Monday, August 15, 2011

Trading "God" for "Good"? Part 5 (Final) -- Some notes on Good

One word that seems weighty, but spared of total synonymy with religion, is “good,” aka “the good.” To me, it’s a bit of a bland term. It reminds me of all that Greek philosophy I failed to read. I want to say that it feels too general to be a gathering term, but then again all of my central terms so far have had that generic touch that makes them hubs for meaning.

The thing is, I can define my other terms. “Spirit” defines the human person (and human collective) as the meeting of subject and object. “Sacred” is a label we apply to those things which we hold most dear as a matter of our ethical existence. (Aha—my interest in sacred is really an interest in the ethical—forcing me to confront this word “Good.”)
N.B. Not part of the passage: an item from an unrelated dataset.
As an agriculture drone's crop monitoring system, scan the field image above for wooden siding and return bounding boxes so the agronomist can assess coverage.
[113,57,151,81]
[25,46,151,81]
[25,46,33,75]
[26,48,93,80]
The most daunting aspect of confronting the word “Good” is that I am entering some of the most well-worn territory in philosophical history. I understand that ethics is the ‘first philosophy’ in the post-metaphysical landscape, and so of course I have to take it on now. But—it’s a huge topic. For now, I’ll pick at it:

-         Good – first and foremost, is a spoken label. To paraphrase Hamlet, nothing is good or bad but speaking makes it so. So, in analyzing the word “good” I always want to analyze the speaker, to understand what provoked them to use that word. “Good” as a label, is always used relative to its speaker. Insofar as a person takes their own existence/self as good, I will guess that anything they term as “good” is also “good for” them.

-         The neutrality (relativism) of this term means that it can be used by anyone, which immediately gets us into trouble. Exterminating the Jews was “good for” Hitler. I feel a desire to rid the term of its neutrality, to make Hitler’s use of it somehow unfit. The neutrality also makes it less evocative—the words “God” and “sacred” have certain weight and connotation that makes it easier to identify false meanings.

-         There are a set of words that I relate closely to “good.” While good might be the central gathering term, it is these words that actually express goodness for me. A lot of these words can be found on Maslow’s pyramid: health, safety, belonging, love, flourishing. Two other heavy-hitters I would include are: compassion, justice.

-         There is still so much to unpack from “good”!

            Ethical good = good between people
            Personal good = good for the individual person  
            Practical good = gets the job done well    
            Aesthetic good = beautiful, entertaining, captivating
            Other kinds?

-         The principle riddle involved in determining goodness is that of prioritizing. Given that we include so many human values in goodness, these are bound to conflict—and then which good do we pick? There are trade-offs, conflicts, and sacrifices—between values, between immediate and long-term goals, between proximal and distant subjects. And so on.